Unfortunately, based on experience, I estimate that 93.789% of all meetings fit the description of “bad meetings.”  It’s like service in a restaurant.  It’s become so bad that we don’t notice, until we have a great server, and then we remember why we came.  Quick, write down a list of the great meetings you’ve been a part of in the last six weeks?  Done already?  That’s the point…

For the sake of this overly simplistic approach to the topic, let’s say a meetings is a scheduled interaction between three or more people.  We’ll skip the one-on-one’s for today.

Construct:  Meetings should be used to debate and decide, not to share information.  There are plenty of channels and tools for information sharing.  We share information in advance of a meeting so that we can debate it and decide based upon the debate in a meeting.

Let’s look at the 3 x 3 x 3 approach in the headline.

If You’re The One Calling the Meeting:

1)  Make sure the purpose is clear.  A good meeting has an outcome.

2)  Make sure the agenda maps to the outcome.  A good meeting has an agenda, set in advance, that guides the discussion.
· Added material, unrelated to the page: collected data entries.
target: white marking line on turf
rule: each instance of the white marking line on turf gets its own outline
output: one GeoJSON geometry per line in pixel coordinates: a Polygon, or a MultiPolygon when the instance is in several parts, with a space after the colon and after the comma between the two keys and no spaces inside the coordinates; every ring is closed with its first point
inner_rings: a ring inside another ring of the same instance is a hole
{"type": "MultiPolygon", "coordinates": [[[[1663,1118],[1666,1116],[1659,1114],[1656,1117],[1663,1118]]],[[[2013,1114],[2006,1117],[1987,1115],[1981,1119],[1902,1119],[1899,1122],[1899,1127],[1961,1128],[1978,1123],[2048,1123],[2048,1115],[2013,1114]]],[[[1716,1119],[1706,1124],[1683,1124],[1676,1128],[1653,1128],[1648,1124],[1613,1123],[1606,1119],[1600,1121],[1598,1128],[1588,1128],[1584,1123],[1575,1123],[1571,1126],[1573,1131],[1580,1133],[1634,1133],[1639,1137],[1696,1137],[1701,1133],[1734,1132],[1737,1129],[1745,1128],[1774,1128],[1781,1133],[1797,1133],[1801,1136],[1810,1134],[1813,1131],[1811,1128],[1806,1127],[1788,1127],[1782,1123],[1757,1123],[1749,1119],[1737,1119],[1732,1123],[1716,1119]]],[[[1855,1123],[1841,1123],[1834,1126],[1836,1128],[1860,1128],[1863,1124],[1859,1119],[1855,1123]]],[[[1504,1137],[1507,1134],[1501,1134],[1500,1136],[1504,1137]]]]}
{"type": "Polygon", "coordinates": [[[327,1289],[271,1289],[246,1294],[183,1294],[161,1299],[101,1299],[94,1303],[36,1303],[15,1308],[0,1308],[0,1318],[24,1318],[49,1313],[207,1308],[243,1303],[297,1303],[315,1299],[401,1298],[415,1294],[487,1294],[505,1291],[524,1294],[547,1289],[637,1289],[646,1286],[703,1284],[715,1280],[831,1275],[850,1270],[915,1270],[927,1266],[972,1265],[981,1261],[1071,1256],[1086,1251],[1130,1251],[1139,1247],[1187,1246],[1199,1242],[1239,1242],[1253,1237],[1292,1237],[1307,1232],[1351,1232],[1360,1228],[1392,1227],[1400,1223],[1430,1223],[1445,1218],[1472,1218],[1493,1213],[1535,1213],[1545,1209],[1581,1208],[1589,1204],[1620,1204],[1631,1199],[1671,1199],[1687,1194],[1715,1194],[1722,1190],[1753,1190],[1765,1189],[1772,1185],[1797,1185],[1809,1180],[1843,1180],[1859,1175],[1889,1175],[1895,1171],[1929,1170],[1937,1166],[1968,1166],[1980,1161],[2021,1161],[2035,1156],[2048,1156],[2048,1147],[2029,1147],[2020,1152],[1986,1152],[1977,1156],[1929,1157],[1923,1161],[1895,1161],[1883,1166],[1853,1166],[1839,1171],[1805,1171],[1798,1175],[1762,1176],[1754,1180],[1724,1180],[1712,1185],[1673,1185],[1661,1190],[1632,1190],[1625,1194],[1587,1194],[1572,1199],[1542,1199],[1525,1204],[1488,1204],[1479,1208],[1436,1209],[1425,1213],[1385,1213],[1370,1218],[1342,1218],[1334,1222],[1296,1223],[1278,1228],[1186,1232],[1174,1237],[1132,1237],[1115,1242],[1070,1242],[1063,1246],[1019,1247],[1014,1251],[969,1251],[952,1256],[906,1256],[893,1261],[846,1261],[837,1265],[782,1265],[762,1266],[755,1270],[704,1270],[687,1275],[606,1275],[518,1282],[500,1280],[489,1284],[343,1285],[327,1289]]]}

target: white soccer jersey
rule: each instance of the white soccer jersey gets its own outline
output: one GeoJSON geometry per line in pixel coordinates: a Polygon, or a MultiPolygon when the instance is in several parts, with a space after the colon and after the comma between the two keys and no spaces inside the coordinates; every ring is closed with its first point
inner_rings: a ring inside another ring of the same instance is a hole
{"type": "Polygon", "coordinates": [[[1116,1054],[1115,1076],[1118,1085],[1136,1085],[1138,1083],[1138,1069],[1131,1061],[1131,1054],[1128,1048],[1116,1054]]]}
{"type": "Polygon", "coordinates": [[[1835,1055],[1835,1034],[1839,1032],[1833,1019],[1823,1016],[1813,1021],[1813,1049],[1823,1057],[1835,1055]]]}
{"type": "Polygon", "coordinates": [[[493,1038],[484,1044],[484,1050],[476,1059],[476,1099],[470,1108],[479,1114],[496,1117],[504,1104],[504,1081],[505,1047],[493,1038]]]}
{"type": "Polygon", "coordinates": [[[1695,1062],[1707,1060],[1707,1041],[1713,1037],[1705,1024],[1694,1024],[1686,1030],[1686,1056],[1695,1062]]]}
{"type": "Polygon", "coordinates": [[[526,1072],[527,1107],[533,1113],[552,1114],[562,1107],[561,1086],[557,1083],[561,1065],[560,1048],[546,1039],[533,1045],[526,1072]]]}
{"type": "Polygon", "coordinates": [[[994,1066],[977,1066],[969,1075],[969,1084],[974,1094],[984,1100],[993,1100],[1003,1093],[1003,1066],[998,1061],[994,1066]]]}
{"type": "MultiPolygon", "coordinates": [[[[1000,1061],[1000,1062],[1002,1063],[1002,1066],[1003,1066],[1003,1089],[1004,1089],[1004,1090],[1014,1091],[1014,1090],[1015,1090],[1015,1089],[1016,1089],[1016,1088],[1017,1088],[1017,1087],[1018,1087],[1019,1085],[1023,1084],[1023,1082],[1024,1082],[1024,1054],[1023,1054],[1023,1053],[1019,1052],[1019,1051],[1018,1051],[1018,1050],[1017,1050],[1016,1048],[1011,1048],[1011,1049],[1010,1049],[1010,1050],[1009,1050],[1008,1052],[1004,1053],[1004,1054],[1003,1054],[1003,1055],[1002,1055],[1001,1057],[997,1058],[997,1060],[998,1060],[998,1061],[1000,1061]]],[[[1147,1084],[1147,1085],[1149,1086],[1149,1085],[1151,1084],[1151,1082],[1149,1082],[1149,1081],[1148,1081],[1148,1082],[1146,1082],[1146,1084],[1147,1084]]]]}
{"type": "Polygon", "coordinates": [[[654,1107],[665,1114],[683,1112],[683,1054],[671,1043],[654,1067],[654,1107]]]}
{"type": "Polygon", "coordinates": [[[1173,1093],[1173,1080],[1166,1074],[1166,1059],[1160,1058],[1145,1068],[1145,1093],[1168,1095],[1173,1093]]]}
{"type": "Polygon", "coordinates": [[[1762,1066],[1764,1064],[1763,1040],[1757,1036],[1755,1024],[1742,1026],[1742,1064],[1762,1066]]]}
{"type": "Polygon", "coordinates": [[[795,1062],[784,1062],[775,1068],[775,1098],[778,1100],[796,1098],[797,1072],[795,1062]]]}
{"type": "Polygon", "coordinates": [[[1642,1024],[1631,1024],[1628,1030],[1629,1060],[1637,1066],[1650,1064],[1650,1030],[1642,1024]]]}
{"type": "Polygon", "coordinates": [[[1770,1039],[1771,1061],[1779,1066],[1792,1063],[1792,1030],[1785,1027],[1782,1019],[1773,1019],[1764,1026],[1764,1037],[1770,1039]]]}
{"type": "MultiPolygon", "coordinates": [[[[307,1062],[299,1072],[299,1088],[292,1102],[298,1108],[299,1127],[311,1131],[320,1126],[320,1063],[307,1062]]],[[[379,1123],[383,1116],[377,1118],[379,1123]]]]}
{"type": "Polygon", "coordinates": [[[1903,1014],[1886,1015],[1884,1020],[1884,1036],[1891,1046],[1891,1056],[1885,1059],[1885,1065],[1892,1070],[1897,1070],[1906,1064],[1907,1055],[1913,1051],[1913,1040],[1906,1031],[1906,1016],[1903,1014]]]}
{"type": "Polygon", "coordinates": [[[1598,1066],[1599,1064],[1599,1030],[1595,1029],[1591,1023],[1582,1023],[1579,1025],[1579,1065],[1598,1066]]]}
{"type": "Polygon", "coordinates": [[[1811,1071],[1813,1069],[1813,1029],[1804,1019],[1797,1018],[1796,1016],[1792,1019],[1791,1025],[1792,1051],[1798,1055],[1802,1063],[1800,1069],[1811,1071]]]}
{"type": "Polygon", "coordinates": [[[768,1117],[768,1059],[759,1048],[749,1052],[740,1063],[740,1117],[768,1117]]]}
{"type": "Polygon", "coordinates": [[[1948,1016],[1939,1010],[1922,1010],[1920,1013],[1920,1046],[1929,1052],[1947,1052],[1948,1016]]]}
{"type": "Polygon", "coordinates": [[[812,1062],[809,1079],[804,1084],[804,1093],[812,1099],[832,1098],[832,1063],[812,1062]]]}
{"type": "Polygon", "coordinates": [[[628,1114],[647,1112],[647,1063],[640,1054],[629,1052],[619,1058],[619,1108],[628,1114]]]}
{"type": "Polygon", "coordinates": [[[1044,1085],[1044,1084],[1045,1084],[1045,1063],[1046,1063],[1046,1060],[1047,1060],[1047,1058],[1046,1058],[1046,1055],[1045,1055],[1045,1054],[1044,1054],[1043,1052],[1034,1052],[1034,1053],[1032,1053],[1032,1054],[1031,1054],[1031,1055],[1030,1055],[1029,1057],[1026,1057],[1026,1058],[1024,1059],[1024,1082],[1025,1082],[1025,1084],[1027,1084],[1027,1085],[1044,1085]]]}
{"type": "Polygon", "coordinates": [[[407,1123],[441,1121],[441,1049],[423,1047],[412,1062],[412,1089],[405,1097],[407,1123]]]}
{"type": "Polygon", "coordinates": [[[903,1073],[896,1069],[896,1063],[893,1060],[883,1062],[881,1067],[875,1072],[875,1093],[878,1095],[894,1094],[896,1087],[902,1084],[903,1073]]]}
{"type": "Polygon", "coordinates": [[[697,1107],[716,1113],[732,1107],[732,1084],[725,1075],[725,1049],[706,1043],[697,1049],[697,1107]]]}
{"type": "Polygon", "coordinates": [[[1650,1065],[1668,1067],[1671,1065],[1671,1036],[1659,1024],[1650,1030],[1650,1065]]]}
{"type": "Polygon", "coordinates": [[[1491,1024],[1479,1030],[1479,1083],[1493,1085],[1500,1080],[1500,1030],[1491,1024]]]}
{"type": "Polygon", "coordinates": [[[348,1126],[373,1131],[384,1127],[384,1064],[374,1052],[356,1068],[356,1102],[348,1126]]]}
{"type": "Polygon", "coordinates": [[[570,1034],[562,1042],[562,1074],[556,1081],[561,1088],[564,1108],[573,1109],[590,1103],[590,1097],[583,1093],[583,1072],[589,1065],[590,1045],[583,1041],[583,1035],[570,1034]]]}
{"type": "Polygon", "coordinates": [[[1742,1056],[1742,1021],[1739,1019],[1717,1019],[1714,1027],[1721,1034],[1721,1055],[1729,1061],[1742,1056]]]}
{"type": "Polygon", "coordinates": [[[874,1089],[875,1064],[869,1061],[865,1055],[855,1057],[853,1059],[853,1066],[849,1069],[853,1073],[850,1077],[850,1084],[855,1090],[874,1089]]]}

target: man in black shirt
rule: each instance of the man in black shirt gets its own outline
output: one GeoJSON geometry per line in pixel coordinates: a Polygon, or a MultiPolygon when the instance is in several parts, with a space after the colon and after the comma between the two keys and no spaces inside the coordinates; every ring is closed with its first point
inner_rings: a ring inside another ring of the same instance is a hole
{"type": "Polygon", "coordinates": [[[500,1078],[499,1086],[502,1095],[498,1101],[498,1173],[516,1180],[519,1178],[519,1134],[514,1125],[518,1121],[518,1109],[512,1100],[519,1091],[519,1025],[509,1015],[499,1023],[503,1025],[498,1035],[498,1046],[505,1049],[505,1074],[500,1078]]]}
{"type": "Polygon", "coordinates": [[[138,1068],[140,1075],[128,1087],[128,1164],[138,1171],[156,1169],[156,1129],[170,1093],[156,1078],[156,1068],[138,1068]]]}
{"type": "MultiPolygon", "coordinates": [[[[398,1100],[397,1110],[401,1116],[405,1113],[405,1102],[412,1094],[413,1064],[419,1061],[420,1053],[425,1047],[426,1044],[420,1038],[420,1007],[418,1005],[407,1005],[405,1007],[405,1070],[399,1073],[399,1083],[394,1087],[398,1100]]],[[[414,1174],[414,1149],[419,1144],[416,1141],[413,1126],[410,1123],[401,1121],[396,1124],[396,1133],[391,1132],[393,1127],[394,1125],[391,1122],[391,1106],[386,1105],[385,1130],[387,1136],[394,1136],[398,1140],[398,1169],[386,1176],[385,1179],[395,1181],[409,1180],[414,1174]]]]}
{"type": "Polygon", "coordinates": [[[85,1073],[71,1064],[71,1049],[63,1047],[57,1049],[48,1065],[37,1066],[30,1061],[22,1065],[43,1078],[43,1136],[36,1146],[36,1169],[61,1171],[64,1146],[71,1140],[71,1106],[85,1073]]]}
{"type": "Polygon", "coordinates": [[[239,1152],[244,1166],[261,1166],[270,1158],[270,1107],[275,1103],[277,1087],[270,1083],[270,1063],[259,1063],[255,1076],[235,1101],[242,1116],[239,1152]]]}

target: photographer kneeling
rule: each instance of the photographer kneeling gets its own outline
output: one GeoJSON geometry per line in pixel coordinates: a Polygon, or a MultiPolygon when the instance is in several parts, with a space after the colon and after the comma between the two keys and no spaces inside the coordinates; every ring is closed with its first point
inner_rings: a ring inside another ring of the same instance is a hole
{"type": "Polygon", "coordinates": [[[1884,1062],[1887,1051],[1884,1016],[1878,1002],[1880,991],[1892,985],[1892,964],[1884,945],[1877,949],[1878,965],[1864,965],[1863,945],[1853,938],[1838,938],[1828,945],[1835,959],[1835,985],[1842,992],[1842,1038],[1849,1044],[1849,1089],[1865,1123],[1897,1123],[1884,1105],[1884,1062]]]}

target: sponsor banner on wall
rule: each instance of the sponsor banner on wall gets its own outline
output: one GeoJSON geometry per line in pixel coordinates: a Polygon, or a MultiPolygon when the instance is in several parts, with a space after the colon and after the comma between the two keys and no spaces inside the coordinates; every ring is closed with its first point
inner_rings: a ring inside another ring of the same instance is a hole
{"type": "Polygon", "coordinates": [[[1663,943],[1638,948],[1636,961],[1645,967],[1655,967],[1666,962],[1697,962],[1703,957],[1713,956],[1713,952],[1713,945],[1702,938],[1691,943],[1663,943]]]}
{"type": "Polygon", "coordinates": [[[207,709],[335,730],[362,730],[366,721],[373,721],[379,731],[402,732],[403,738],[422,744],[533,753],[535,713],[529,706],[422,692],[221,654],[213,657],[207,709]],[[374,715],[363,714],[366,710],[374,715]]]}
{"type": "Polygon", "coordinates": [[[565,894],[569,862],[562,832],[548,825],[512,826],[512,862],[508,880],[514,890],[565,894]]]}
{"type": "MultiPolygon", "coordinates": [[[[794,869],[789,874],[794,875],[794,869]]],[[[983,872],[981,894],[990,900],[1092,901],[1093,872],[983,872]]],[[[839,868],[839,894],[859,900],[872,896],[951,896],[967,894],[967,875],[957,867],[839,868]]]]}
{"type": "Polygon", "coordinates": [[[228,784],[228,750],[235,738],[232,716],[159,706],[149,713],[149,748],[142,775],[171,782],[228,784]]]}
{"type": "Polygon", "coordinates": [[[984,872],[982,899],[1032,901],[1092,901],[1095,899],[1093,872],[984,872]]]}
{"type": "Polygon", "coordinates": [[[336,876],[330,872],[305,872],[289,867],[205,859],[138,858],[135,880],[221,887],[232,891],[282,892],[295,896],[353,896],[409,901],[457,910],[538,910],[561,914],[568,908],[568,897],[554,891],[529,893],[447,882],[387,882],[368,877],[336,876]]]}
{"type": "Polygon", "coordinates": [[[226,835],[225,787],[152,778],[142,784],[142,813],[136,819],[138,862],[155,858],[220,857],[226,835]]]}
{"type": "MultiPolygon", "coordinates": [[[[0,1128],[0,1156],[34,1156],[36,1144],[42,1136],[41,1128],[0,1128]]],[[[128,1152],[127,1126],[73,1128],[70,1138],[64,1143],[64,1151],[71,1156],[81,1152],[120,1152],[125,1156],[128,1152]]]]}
3)  Make sure that everyone knows what preparation they need to do before the meeting and what their role in the meeting is.  A good meeting comes with clear expectations.

If You’re Invited to / Required to Attend the Meeting:

1)  Know the purpose and expected outcome, in advance.

2)  Insist on an agenda and an understanding of your role and what preparation you need to complete in order to be productive in the meeting.

3)  Do the pre-work.  Research.  Prepare.  And, then, when the meetings starts, engage and participate.  Map your thoughts and words to the outcome described in #1.

If The Meeting Doesn’t Have A Purpose, Agenda and Clear Advance Work:

1)  If you’re the organizer, cancel it.

2)  If you’re the invitee, decline it or request that it be postponed until you have what you need to make it a good use of everyone’s time.

3)  Seek the “Why?” answers with your teammates.  “Why don’t we know what we want to get out of this time together?”  “Why are we meeting at all if we don’t have an agenda?”

 

There’s a lot more to this topic.  I recommend Patrick Lencioni’s “Death by Meeting,” which I’ll be re-reading.  Read along with me, won’t you?